The Mudcat Café TM
Thread #161483   Message #3837395
Posted By: keberoxu
07-Feb-17 - 03:06 PM
Thread Name: BS: The Godfather and The Full Monty
Subject: BS: The Godfather and The Full Monty
well, this thread won't go far....

here's one thing that the two successful films have in common.

Both of them, in order to get the support and approval they needed from investors and so on, were put through a rigorous re-editing process by their PRODUCERS.

It is no secret about The Godfather; director Coppola was self-indulgent, but producer Robert Evans had a different idea. Evans personally went into the editing studio and was ruthless with Coppola's film. There were a number of consequences. Coppola was incensed with Evans for doing so and never forgot or forgave. Evans, neglecting wife Ali MacGraw for the film editing, lost MacGraw to Steve McQueen with whom she was filming at the time. And The Godfather was hugely successful.

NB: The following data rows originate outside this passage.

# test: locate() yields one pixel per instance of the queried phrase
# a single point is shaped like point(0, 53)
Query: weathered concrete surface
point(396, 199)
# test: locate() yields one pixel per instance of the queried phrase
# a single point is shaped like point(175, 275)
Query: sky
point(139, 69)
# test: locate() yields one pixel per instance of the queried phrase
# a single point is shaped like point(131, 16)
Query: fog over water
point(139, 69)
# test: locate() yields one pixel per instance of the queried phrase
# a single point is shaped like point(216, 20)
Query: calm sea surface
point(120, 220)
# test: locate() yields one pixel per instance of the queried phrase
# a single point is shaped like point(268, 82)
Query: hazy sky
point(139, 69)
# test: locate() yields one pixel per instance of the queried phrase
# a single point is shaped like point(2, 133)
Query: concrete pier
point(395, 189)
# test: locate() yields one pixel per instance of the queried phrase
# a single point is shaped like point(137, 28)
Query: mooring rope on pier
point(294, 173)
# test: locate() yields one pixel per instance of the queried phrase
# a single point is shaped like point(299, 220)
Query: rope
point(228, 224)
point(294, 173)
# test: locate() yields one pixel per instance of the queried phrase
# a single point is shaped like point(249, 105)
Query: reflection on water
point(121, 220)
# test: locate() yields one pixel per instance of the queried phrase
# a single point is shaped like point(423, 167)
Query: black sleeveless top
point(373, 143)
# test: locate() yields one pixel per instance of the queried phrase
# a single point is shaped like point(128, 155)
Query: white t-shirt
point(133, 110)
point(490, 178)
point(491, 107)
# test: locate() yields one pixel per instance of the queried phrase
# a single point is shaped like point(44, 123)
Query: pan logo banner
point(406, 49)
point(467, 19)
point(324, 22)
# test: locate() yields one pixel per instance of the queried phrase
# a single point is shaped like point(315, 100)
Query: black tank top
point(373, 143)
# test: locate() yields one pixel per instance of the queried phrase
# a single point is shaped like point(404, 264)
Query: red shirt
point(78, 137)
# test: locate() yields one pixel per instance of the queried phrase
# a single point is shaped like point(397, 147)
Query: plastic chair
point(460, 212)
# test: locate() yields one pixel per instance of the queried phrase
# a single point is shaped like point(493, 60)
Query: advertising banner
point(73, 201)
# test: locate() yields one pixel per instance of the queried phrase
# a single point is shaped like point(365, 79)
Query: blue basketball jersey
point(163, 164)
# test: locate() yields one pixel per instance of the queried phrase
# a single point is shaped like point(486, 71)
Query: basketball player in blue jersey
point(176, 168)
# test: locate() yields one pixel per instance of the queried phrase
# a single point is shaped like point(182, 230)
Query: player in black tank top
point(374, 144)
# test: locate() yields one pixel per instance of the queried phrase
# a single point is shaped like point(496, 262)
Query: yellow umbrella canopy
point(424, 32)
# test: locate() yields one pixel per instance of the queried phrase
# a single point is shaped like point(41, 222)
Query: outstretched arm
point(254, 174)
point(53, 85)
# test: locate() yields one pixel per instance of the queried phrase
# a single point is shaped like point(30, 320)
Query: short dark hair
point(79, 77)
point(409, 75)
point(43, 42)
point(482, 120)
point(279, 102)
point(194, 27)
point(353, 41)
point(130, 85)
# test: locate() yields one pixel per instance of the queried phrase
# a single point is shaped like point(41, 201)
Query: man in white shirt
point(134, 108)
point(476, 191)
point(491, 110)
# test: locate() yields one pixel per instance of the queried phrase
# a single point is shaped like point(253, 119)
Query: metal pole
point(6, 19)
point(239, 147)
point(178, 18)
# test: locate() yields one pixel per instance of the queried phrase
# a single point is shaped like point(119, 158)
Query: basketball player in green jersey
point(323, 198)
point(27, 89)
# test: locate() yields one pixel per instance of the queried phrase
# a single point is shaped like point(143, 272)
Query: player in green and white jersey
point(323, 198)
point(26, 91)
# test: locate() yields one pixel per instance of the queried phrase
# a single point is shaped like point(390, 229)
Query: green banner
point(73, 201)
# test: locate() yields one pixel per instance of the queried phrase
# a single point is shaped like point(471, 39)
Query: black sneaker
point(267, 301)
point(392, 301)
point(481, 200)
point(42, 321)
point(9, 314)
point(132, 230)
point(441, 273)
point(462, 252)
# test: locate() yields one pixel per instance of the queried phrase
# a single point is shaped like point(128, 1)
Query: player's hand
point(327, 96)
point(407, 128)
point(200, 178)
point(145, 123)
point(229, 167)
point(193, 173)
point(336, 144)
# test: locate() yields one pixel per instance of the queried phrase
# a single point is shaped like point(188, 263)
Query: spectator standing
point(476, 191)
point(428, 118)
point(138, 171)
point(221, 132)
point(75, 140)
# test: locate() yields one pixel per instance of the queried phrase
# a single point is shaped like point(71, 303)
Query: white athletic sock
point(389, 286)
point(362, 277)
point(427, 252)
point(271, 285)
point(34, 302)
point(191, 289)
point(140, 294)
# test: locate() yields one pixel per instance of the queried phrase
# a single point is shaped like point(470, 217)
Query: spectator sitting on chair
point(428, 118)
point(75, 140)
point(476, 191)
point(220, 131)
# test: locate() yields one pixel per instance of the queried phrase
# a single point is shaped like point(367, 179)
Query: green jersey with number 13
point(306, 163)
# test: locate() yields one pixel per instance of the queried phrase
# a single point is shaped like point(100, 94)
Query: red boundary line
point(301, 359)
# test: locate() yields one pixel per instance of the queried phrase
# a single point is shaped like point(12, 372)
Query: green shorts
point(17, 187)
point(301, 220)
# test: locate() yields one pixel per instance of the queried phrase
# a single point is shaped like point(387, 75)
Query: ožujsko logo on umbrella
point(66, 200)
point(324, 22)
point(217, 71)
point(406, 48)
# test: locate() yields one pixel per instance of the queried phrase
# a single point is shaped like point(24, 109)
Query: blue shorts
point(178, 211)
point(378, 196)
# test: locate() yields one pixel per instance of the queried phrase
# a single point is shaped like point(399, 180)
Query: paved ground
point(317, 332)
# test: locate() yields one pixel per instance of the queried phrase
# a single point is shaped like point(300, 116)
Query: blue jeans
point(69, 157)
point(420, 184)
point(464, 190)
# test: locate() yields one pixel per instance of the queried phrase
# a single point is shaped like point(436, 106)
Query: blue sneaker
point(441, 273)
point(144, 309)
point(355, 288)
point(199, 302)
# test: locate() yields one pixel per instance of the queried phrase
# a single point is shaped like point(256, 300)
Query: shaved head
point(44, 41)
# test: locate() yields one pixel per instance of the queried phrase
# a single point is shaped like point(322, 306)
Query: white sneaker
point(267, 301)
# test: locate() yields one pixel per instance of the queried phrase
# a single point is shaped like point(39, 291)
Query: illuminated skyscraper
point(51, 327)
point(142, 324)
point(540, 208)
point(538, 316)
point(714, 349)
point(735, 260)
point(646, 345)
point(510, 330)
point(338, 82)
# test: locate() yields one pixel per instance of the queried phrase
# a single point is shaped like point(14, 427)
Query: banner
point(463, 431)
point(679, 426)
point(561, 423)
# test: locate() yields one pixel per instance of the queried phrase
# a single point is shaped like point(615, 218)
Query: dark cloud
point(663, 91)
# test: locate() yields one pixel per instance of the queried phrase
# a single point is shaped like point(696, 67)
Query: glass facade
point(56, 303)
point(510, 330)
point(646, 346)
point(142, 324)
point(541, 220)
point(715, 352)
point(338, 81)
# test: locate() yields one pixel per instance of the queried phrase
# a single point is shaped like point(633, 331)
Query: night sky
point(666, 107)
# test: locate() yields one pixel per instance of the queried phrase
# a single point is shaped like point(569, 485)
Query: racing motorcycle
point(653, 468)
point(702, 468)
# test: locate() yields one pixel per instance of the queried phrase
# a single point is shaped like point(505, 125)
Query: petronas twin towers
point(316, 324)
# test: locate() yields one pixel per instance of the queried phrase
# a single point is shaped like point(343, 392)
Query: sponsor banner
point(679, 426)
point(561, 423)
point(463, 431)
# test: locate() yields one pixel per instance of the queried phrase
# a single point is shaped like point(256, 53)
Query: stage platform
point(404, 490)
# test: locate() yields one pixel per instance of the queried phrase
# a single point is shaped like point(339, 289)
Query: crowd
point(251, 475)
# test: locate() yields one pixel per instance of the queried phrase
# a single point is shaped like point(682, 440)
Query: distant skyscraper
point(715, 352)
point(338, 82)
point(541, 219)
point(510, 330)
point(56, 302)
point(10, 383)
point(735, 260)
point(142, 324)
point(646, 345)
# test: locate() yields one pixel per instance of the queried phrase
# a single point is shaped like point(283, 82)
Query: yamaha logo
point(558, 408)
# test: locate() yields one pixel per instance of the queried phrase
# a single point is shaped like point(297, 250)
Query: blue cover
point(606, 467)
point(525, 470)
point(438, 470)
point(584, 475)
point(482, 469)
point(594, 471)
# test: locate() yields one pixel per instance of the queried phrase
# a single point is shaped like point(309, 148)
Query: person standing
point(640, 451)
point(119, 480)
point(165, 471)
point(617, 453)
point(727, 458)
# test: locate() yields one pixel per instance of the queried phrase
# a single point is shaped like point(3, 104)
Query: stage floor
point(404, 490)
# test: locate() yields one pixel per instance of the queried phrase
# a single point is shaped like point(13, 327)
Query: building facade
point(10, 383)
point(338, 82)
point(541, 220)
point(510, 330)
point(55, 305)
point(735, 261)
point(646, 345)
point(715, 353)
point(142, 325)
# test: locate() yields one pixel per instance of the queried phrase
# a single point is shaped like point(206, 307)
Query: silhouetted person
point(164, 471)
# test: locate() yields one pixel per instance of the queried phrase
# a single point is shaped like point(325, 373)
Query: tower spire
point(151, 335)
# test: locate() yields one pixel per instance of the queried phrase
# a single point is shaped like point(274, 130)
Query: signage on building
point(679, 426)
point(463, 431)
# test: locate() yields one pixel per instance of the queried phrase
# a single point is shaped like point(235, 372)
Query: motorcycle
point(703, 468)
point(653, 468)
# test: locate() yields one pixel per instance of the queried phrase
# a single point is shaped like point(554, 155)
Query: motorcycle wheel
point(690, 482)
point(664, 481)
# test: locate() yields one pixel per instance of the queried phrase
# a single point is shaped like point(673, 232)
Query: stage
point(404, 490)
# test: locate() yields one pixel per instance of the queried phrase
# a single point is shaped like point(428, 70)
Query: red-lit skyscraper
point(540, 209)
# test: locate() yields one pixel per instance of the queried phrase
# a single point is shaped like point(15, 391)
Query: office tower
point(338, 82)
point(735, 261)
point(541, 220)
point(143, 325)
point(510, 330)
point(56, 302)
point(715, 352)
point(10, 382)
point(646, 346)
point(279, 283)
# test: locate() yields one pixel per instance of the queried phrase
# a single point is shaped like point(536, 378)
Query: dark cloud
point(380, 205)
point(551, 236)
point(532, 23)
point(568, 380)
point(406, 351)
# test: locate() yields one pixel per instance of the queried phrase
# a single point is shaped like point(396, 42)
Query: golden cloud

Uberto Pasolini was the producer who came to the rescue of The Full Monty: this according to Robert Carlyle on the Graham Norton Show very recently. Elsewhere, being interviewed for a BAFTA Life In Pictures feature, Carlyle has lamented that it was "torturous" to make The Full Monty. For Carlyle, the attraction was Simon Beaufoy's script; but director Peter Cattaneo's leadership left much to be desired. According to Carlyle, when the first cut of the film was evaluated by Fox Searchlight, the verdict was: Straight to video!
Pasolini went to the mat for The Full Monty, pleading with the investors and company to let him re-edit the film, without Cattaneo.

Pasolini, with the editorial staff and without Cattaneo, made The Full Monty into the film that everybody knows today.
Consequences: Cattaneo got a lot of recognition, and went on to do...well...
Beaufoy went on to write the screenplay for Slumdog Millionaire.
Pasolini went on to film Still Life.
And The Full Monty was hugely successful.